The ordinance applies only to homes that are 10 or more years old and are served by Austin Energy, a local utility, although that is a very big chunk of the Austin market. Audits are to be done only by auditors who are certified by the Building Performance Institute, and likely will cost sellers from $200 to $300.

Sellers must provide a copy of the report to buyers. The auditors are required to provide a copy of their report to Austin Energy within 30 days.

A utility as green advocate

City-owned, Austin Energy has long been leading attempts to shape city policy for the greener good through Austin Energy Green Building, a program that develops energy code proposals and nudges homeowners, builders, and remodelers toward energy efficiency through a combination of ratings services, resources (including a case-study library), contact information, and rebates and loans.

As noted in a recent EcoHome magazine story, the program also is the lead-in to what is known as the Zero Energy Capable Homes initiative, which calls for all Austin homes, by 2015, to use 65% less energy than houses built to code in 2006.

Austin Energy offers rebates or zero percent loans for energy upgrades. The American-Statesman story points out that in the past five years 23,800 residential customers have made improvements that collectively reduced their energy use by 38 million kWh and saved a total of $3 million on their energy bills, according to the utility. Homes that have had made certain improvements under Austin Energy programs within the past 10 years are exempt from the audit requirement.
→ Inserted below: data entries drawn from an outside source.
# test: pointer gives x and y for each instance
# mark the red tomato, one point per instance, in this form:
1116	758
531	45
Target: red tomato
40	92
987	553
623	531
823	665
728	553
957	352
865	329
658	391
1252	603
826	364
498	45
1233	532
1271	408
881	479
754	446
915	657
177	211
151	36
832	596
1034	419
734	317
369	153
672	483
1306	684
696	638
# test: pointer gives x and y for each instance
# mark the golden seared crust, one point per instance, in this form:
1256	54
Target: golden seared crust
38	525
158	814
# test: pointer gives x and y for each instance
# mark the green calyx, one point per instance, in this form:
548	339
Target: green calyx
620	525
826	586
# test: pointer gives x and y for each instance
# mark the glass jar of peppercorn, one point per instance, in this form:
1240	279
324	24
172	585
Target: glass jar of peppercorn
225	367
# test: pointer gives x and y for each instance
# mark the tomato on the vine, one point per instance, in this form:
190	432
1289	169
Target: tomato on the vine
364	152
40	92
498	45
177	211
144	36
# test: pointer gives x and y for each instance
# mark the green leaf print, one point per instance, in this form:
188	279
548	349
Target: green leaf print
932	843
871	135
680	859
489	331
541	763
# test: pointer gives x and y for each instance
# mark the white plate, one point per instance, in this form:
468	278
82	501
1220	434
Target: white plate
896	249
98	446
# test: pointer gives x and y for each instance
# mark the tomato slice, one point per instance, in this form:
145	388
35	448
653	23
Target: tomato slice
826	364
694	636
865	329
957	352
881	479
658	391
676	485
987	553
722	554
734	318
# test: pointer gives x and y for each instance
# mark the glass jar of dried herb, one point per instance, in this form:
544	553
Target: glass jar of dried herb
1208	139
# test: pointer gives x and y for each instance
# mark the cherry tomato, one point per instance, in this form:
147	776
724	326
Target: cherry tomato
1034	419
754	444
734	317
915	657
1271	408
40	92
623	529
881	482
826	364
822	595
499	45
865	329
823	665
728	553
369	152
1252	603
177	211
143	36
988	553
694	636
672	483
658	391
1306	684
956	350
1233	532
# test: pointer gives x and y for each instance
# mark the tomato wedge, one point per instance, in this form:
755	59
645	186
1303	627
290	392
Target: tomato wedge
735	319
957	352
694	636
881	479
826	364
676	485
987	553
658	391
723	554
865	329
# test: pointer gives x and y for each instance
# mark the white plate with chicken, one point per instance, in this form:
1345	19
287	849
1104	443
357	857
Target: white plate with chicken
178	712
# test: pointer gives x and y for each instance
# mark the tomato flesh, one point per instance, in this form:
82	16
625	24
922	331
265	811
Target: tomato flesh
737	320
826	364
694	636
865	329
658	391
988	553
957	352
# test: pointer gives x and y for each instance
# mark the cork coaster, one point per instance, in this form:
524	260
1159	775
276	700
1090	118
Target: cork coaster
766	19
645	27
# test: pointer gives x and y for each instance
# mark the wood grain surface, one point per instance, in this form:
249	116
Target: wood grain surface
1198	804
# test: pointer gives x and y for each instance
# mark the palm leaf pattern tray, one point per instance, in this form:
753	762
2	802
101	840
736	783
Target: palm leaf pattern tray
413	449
Resistance to the requirement appears to be vocal but so far largely ineffectual, in part because the ordinance, which is designed to encourage sellers and/or buyers to make energy efficiency improvements, doesn’t require them to actually make the improvements.

An amendment is being considered by a conference committee in the state legislature that would strip the ordinance of its power to levy a fine of as much as $500 on sellers who fail to perform an energy audit. But should it pass, the amendment may be more of a political trophy for its proponents than a truly effective counterpunch to the audit requirement, especially because buyers who have come to expect energy audit information will wonder what sellers are trying to hide if the audit info is not provided.